The advancement of lithium-ion battery technology necessitates large-scale production of electrode materials with high energy density, power density, and safety. TiNb2O7 (TNO), a promising anode material with a Wadsley-Roth structure, offers high theoretical capacity (387.6 mAh g- 1), suitable voltage (1.65 V vs Li+/Li), and structural stability. However, the practical application of TNO is hindered by its low electronic conductivity and slow lithium-ion diffusion coefficient, necessitating performance enhancement through strategies such as nanosizing, morphology control, conductive material decoration, and ion doping.

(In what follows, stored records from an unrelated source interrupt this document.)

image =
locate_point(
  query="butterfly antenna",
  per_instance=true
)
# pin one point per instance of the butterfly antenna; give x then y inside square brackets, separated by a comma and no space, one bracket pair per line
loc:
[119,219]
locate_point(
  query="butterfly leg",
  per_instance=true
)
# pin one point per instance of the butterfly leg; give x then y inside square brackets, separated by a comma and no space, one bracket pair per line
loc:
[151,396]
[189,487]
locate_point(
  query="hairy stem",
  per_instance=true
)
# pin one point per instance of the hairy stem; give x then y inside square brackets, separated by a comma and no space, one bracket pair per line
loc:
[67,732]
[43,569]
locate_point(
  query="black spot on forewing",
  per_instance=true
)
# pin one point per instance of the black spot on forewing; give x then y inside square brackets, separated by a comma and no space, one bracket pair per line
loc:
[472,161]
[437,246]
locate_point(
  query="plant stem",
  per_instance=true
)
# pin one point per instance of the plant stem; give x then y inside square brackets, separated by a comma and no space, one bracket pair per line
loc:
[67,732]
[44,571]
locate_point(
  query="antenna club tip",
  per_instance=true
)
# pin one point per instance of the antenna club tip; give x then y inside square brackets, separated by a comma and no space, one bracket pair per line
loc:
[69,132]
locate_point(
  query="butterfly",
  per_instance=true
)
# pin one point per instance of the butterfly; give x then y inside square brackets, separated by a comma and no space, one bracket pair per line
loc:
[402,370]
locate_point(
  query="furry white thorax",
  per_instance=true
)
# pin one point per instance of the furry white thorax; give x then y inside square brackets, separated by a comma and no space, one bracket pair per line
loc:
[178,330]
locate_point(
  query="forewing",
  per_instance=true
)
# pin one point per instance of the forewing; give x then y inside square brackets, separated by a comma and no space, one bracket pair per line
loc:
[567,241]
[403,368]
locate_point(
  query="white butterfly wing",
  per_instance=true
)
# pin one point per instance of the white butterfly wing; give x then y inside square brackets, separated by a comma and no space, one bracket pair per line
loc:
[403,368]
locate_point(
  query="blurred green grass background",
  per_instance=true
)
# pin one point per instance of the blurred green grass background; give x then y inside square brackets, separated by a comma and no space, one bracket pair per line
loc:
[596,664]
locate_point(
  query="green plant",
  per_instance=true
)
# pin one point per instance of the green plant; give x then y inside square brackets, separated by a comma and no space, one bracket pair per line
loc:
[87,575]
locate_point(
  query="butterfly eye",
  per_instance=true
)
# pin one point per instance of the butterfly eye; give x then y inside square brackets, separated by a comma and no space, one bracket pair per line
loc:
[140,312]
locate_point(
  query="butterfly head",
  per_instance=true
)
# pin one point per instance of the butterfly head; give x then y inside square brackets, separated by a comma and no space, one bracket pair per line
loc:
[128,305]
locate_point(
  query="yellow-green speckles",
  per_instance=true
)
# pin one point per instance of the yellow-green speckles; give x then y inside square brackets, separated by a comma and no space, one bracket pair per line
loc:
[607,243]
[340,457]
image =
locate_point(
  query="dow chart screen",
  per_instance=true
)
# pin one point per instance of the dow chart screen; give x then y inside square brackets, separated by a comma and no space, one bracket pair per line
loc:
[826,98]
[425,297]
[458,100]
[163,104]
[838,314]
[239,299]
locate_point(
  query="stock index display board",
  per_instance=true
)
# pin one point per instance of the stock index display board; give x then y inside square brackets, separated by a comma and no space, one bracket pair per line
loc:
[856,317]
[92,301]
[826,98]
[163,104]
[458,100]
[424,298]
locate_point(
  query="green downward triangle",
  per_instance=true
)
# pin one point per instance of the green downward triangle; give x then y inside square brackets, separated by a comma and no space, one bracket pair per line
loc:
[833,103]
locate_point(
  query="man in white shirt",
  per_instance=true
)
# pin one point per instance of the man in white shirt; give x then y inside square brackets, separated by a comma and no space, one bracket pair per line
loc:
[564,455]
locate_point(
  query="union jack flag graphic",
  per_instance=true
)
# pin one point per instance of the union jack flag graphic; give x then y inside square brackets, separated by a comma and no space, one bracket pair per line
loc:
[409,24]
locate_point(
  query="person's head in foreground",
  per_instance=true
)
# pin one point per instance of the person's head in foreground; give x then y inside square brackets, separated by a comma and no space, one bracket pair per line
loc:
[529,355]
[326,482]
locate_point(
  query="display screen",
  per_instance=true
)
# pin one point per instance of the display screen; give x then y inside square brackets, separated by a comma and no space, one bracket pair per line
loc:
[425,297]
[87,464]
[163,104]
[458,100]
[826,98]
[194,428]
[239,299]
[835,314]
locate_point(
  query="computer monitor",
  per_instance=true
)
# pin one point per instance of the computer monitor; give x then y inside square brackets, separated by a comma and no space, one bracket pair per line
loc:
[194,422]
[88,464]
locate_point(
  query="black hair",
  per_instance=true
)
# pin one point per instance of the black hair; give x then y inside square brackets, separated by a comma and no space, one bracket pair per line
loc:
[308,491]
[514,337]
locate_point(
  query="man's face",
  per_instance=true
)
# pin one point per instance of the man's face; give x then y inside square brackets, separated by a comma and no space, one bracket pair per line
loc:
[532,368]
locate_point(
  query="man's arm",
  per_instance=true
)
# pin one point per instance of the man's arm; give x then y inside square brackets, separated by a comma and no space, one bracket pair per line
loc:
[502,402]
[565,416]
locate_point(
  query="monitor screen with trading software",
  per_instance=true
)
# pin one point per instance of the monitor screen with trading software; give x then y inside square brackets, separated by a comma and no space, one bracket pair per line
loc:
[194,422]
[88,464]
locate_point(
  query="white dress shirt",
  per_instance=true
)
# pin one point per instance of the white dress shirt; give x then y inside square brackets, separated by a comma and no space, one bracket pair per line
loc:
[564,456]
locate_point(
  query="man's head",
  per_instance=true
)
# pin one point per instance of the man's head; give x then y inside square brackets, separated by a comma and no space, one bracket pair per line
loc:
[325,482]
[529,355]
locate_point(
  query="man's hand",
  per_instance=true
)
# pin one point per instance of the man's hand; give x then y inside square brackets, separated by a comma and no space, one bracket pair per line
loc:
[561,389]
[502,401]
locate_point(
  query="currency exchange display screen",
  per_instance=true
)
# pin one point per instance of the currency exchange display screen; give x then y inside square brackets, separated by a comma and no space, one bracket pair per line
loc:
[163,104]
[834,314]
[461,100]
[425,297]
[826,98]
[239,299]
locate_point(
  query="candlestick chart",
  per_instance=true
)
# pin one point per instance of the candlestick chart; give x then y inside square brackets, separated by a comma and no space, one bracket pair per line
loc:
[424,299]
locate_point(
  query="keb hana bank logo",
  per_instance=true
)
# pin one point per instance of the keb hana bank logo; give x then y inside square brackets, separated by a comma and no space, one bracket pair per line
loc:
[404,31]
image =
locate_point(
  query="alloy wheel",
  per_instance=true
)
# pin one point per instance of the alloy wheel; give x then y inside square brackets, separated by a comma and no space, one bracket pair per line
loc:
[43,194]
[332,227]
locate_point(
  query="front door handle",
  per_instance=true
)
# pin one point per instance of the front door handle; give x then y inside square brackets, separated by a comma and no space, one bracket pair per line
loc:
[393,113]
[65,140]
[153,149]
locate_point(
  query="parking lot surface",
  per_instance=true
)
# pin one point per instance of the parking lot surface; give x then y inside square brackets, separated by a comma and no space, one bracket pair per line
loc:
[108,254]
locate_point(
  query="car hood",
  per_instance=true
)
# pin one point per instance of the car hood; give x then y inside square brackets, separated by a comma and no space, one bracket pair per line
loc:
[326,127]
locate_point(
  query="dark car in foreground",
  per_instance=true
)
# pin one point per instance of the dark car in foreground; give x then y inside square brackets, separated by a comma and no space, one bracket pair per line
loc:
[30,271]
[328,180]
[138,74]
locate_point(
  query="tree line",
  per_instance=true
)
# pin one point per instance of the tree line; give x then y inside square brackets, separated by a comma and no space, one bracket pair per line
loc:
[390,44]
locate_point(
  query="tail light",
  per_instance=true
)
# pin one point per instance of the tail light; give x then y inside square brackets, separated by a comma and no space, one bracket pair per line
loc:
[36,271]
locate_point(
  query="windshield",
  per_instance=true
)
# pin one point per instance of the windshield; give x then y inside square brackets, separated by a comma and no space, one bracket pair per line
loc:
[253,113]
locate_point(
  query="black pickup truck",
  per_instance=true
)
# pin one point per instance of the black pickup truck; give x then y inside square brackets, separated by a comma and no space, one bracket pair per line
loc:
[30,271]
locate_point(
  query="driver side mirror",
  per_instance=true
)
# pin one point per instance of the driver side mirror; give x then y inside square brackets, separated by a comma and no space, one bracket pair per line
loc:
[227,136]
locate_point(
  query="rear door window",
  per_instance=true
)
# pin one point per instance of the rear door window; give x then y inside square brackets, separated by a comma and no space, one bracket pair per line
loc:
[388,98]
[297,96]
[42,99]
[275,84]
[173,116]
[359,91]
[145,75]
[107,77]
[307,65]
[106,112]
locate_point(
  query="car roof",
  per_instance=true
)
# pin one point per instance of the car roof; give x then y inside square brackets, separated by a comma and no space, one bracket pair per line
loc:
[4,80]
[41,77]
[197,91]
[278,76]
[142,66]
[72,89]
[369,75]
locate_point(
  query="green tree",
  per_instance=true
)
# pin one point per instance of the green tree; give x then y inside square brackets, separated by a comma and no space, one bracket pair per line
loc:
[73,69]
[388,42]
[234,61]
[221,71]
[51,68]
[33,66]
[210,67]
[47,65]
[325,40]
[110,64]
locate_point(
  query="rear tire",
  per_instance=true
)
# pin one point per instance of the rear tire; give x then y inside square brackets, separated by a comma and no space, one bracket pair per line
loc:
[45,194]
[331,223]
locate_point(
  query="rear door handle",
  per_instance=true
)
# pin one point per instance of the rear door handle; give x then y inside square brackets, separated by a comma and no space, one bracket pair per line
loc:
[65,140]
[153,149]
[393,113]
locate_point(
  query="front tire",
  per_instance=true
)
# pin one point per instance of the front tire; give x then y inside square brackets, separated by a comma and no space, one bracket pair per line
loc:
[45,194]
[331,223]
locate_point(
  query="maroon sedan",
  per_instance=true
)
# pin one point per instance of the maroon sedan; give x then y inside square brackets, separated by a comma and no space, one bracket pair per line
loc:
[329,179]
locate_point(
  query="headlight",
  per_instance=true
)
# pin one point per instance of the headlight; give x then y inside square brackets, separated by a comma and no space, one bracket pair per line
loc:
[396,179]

This study presents a novel precursor preparation approach using acidified hydrogen peroxide-assisted spray drying, which significantly lowers the subsequent heat treatment temperature, enabling the successful synthesis of tungsten (W6+)-doped TNO porous spherical nanomaterials at a lower calcination temperature of 750 degrees C. Optimal W6+ doping enhances the material's crystallinity, reduces the charge transfer resistance, accelerates lithium-ion transport, and markedly improves the charge-discharge performance at high rates. The prepared W0.1Ti0.9Nb2O7 material achieves a high specific capacity of 167.7 mAh g- 1 at a 20C rate and maintains a capacity retention of 93.4 % after 250 cycles at a 1C rate. This approach enables scalable production of high-performance TNO anodes.